A escola em que Poison estudou
não lhe ensinara a parcimônia nos contrastes, nem a visão de conjunto – erros
fatais para o universo pictórico. E o mais importante: arrojado por títulos direto
ao mundo da pintura feita e acabada, o nosso homem sofria de grave lacuna na
sua formação: ignorava que as personagens, entre si, tinham olhares umas para
as outras – além de uma memória que permitia estabelecer relações entre o antes
e o depois, transformação de efeitos excessivamente visíveis nos seus toscos
retoques.
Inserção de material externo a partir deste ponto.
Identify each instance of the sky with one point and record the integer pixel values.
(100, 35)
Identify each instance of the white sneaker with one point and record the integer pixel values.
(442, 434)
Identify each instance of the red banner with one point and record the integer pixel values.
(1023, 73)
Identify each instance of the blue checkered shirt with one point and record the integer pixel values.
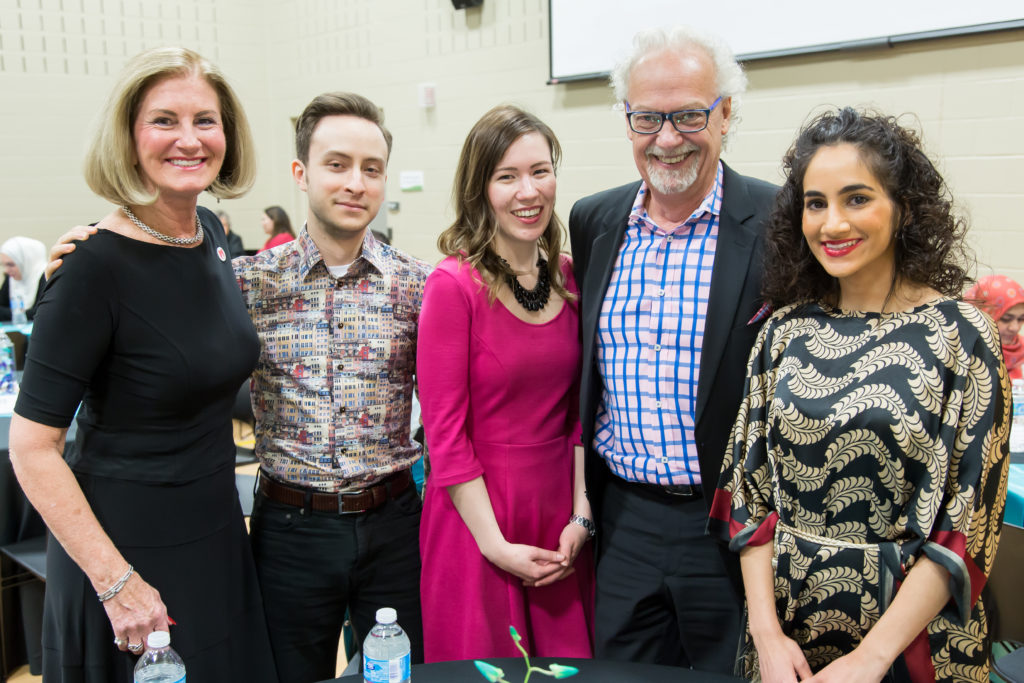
(649, 336)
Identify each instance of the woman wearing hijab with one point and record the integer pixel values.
(1004, 300)
(24, 260)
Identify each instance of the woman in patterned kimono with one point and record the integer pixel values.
(866, 479)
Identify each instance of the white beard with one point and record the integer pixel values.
(673, 181)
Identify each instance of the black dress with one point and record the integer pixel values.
(155, 340)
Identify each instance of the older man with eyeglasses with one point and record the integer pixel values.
(670, 275)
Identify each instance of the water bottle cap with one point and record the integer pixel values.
(158, 639)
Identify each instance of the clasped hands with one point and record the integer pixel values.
(538, 566)
(781, 660)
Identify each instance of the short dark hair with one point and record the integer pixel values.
(929, 240)
(335, 103)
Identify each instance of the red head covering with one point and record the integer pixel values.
(995, 295)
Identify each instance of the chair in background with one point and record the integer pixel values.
(20, 563)
(244, 425)
(1006, 602)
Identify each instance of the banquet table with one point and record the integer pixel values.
(18, 521)
(591, 671)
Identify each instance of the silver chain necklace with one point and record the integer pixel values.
(196, 239)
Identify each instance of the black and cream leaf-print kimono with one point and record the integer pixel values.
(866, 440)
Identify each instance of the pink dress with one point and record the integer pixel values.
(500, 399)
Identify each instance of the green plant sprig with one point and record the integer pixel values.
(495, 675)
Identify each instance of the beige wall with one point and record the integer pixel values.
(57, 58)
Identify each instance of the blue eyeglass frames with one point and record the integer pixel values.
(685, 121)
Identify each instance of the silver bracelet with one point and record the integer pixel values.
(586, 523)
(116, 588)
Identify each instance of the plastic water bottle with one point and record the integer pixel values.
(17, 315)
(386, 650)
(1017, 426)
(160, 664)
(7, 384)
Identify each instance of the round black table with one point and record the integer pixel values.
(591, 671)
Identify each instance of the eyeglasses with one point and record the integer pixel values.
(685, 121)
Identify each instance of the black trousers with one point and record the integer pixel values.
(314, 565)
(663, 594)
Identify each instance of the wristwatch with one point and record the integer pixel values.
(586, 523)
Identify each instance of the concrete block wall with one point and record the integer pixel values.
(58, 57)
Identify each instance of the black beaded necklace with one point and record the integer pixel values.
(534, 299)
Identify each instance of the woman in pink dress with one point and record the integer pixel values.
(505, 518)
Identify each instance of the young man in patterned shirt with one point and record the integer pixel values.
(335, 523)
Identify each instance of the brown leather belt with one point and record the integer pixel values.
(341, 503)
(674, 493)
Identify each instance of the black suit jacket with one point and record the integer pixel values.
(597, 224)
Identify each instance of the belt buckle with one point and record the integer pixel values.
(681, 489)
(341, 502)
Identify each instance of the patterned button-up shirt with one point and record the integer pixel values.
(333, 386)
(649, 336)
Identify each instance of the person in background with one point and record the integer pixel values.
(278, 227)
(506, 518)
(1003, 299)
(24, 260)
(144, 517)
(235, 246)
(670, 278)
(866, 478)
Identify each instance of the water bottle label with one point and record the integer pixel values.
(386, 671)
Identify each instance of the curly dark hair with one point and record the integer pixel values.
(930, 248)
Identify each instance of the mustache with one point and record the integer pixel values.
(655, 151)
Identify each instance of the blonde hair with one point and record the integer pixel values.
(471, 236)
(110, 169)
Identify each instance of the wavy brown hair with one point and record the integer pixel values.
(929, 237)
(471, 236)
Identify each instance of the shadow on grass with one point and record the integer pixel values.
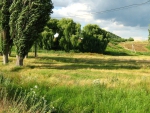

E mais: que ele mesmo, o restaurador, era, ainda que momentaneamente,
uma personagem entre as demais.
De um dia para o outro, os
amantes que, há mais de oitenta anos, traziam os dedos enlaçados, apresentavam
uma grossa camada de tinta (a terrível tinta grega), da cor do fundo da tela,
justo no ponto em que antes se tocavam as mãos, agora artificial e grosseiramente
separadas.
No que deve ter sido o resultado
de um surto mais agudo, em uma de suas ganas de transformar, Poison tentou ainda
podar o bigode do nosso antigo jardineiro, anulando a marca mínima da rudeza, que garantia àquele
trabalhador, de natureza no fundo suave, confiabilidade para um trabalho que
era a um tempo delicado e terreal.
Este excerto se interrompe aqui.